AI

A Coding Guide to Demonstrate Targeted Data Poisoning Attacks in Deep Learning by Label Flipping on CIFAR-10 with PyTorch

In this tutorial, we demonstrate a realistic data poisoning attack by manipulating labels in a CIFAR-10 dataset and observing their impact on model behavior. We build a clean and poisoned training pipeline side by side, using a ResNet-style convolutional network to ensure stable and comparable learning dynamics. By selectively converting a portion of samples from a target class to a malicious class during training, we show how subtle corruption in the data pipeline can propagate into systematic misclassification at inference time. verify Full codes here.

import torch
import torch.nn as nn
import torch.optim as optim
import torchvision
import torchvision.transforms as transforms
from torch.utils.data import DataLoader, Dataset
import numpy as np
import matplotlib.pyplot as plt
import seaborn as sns
from sklearn.metrics import confusion_matrix, classification_report


CONFIG = {
   "batch_size": 128,
   "epochs": 10,
   "lr": 0.001,
   "target_class": 1,
   "malicious_label": 9,
   "poison_ratio": 0.4,
}


torch.manual_seed(42)
np.random.seed(42)

We set up the basic environment required for the experiment and define all the global configuration parameters in one place. We ensure reproducibility by installing random seeds via PyTorch and NumPy. We also explicitly specify the computing device so that the tutorial runs efficiently on both the CPU and GPU. verify Full codes here.
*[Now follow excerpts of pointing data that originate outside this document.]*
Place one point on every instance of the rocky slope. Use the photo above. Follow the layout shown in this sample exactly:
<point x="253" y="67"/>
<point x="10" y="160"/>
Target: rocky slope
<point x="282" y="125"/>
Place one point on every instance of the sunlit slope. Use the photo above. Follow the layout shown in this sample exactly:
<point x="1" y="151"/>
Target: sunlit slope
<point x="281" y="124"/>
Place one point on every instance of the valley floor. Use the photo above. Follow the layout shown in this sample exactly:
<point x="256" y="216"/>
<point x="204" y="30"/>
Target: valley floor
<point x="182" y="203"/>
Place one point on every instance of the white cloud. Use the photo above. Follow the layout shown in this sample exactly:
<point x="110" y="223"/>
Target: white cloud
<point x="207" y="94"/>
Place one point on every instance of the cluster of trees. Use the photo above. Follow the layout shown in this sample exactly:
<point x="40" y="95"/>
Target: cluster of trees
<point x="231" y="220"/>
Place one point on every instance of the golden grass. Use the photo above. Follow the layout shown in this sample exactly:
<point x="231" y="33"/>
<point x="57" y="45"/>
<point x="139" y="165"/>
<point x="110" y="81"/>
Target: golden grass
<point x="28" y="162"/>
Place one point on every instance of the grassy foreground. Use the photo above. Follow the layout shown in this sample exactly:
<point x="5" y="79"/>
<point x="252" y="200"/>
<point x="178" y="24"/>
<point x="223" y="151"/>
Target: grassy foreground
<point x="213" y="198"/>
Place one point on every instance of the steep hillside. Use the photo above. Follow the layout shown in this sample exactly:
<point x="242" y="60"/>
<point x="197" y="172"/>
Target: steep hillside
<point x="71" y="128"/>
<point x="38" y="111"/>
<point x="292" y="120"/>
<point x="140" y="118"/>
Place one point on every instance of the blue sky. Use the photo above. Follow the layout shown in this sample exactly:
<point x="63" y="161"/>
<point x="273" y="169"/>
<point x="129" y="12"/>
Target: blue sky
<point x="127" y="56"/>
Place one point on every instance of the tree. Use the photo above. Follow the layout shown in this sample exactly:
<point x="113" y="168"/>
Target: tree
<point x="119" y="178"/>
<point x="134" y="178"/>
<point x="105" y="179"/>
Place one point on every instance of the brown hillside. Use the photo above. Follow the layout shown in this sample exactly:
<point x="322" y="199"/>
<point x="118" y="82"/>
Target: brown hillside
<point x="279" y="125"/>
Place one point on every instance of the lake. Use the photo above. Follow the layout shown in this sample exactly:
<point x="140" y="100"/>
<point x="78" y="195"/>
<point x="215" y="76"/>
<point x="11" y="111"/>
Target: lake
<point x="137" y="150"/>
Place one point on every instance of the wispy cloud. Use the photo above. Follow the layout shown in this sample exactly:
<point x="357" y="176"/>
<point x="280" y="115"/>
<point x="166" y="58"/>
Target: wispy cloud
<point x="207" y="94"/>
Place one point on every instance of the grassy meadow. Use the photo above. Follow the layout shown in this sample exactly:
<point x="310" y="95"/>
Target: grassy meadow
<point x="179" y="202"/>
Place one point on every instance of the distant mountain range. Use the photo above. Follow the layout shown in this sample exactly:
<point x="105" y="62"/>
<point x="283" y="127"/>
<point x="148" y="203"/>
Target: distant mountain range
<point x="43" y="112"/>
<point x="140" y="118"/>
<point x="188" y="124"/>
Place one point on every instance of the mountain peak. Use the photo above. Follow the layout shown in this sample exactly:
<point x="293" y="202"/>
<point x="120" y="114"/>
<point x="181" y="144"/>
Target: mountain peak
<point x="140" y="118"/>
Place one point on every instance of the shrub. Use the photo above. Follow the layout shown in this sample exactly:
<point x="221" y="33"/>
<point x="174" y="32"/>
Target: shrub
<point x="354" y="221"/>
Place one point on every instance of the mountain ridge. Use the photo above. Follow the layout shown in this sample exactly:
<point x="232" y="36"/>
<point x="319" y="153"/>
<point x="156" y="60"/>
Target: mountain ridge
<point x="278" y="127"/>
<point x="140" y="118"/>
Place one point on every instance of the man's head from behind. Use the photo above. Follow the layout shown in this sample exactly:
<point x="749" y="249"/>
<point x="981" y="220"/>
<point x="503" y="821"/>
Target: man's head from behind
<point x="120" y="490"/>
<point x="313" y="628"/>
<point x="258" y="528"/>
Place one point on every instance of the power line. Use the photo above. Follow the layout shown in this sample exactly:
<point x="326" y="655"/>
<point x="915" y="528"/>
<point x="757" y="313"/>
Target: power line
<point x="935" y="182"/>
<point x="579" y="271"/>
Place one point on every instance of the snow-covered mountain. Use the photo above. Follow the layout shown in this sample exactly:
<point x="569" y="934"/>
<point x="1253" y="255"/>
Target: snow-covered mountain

class PoisonedCIFAR10(Dataset):
   def __init__(self, original_dataset, target_class, malicious_label, ratio, is_train=True):
       self.dataset = original_dataset
       self.targets = np.array(original_dataset.targets)
       self.is_train = is_train
       if is_train and ratio > 0:
           indices = np.where(self.targets == target_class)[0]
           n_poison = int(len(indices) * ratio)
           poison_indices = np.random.choice(indices, n_poison, replace=False)
           self.targets[poison_indices] = malicious_label


   def __getitem__(self, index):
       img, _ = self.dataset[index]
       return img, self.targets[index]


   def __len__(self):
       return len(self.dataset)

We implement a custom dataset wrapper that enables label poisoning to be controlled during training. We selectively move a configurable portion of samples from the target class to the malicious class while keeping the test data unchanged. We retain the original image data so only the integrity of the sticker is compromised. verify Full codes here.

def get_model():
   model = torchvision.models.resnet18(num_classes=10)
   model.conv1 = nn.Conv2d(3, 64, kernel_size=3, stride=1, padding=1, bias=False)
   model.maxpool = nn.Identity()
   return model.to(CONFIG["device"])


def train_and_evaluate(train_loader, description):
   model = get_model()
   optimizer = optim.Adam(model.parameters(), lr=CONFIG["lr"])
   criterion = nn.CrossEntropyLoss()
   for _ in range(CONFIG["epochs"]):
       model.train()
       for images, labels in train_loader:
           images = images.to(CONFIG["device"])
           labels = labels.to(CONFIG["device"])
           optimizer.zero_grad()
           outputs = model(images)
           loss = criterion(outputs, labels)
           loss.backward()
           optimizer.step()
   return model

We define a lightweight ResNet-based model specifically designed for CIFAR-10 and implement the full training loop. We train the network using standard entropy loss and Adam optimization to ensure stable convergence. We keep the training logic identical on clean and poisoned data to isolate the effect of data poisoning. verify Full codes here.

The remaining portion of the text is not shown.